A recent demonstration at the University of Illinois in the US by one of Microsoft’s senior operating system (OS) engineers Eric Traut gave a taste of what the core functionality of Windows 7 would look like.
Traut, who works over a team of around 200 engineers and is behind the virtual and kernel development, showed how virtual server technology was becoming more important as the Windows NT core is being redesigned.
Windows 7, codenamed Vienna, has been in development ever since the launch of Vista earlier this year and with an estimated timeframe for development of three years given by Microsoft, it should be available some time in 2010.

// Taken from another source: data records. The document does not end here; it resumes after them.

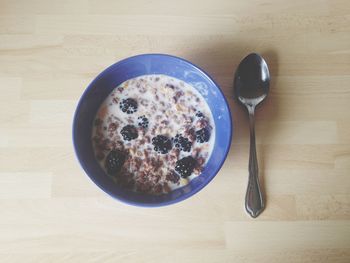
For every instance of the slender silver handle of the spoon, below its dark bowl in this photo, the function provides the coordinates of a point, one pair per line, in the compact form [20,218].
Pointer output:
[254,203]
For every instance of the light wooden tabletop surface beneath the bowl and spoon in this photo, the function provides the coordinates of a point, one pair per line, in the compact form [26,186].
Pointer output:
[51,211]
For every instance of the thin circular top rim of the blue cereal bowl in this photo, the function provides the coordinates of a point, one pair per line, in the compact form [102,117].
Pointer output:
[181,197]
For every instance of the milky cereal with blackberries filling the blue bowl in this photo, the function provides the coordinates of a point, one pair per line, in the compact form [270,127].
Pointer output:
[153,134]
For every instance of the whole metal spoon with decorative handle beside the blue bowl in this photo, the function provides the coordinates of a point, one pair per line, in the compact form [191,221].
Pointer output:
[252,81]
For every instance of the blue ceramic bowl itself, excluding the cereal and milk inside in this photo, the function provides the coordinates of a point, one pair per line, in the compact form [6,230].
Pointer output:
[132,67]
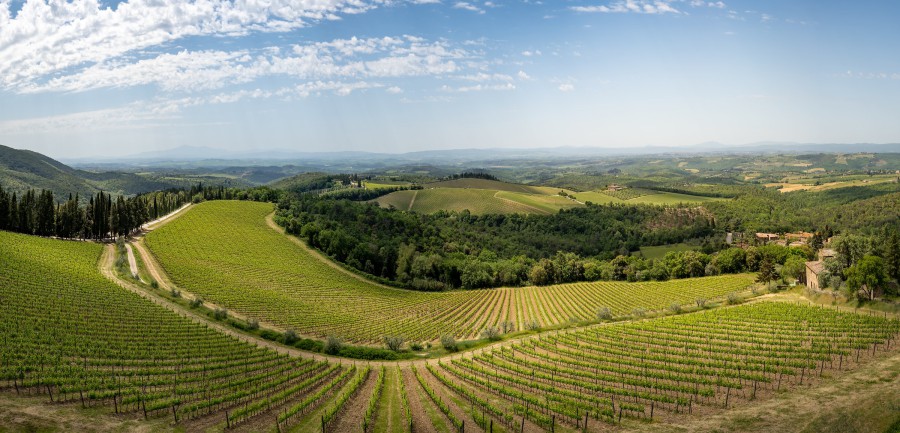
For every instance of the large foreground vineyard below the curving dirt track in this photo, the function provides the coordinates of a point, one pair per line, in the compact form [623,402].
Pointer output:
[73,337]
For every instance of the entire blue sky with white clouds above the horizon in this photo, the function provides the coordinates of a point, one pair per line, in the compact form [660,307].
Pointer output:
[88,78]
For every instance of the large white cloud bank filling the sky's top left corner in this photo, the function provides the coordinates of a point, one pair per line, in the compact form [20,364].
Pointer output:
[48,36]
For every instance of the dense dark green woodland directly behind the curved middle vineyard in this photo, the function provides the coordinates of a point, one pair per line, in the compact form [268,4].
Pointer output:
[449,250]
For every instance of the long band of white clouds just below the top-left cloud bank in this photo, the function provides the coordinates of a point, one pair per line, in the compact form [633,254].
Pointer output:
[193,71]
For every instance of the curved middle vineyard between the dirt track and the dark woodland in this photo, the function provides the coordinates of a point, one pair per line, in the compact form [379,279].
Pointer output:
[225,253]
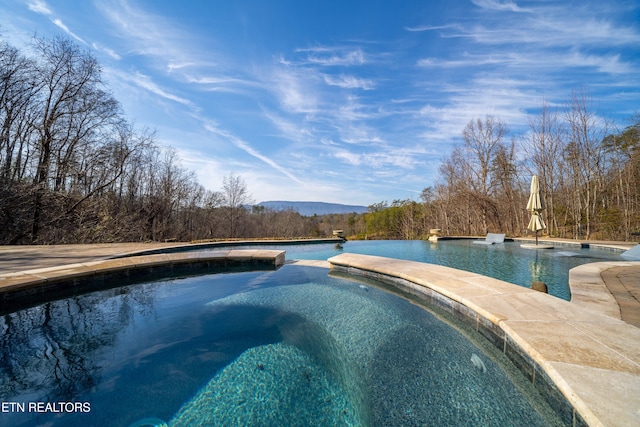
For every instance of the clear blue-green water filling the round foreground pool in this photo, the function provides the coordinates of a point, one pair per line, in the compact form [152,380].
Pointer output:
[295,346]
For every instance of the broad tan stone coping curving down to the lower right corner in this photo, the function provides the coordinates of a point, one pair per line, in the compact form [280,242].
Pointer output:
[585,363]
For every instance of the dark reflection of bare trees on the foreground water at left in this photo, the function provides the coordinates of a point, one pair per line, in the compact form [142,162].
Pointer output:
[55,346]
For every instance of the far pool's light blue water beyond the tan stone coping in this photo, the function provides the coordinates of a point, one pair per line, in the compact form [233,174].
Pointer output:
[507,261]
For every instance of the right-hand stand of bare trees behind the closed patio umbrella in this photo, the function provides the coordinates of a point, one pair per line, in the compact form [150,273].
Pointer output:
[589,173]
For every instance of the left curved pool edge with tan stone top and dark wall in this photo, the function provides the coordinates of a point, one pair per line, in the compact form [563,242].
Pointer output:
[29,287]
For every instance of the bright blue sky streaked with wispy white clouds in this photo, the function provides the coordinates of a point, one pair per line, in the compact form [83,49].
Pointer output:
[344,101]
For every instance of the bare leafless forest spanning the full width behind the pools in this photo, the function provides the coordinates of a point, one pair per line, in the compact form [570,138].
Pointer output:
[74,169]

According to http://www.arstechnica.com Traut demonstrated a bare bones version of Windows 7 called ‘MinWin’ that showed only the core kernel of the OS, without the graphical user interface.
Just as Windows ME was seen as the filler between the 98 and XP operating systems, so too is Vista viewed by many as a ‘quick fix’ until Windows 7 comes out.
In an interview with Newsweek earlier this year Bill Gates hinted at what users could look forward to with Windows 7. He said that it would be more ‘user centric’ giving examples of how files, home pages and favourites would be instantly viewable and useable from any PC.
He also said that parallel computing would be an important factor in the new OS’s functionality.
Meanwhile, Microsoft is not releasing any news on the development, instead focusing on its current Vista offering.
“We are not giving official guidance to the public yet about the next version of Windows, other than that we’re working on it.
“When we are ready, we will provide updates,” said Kevin Kutz, director with Windows Client, earlier this year.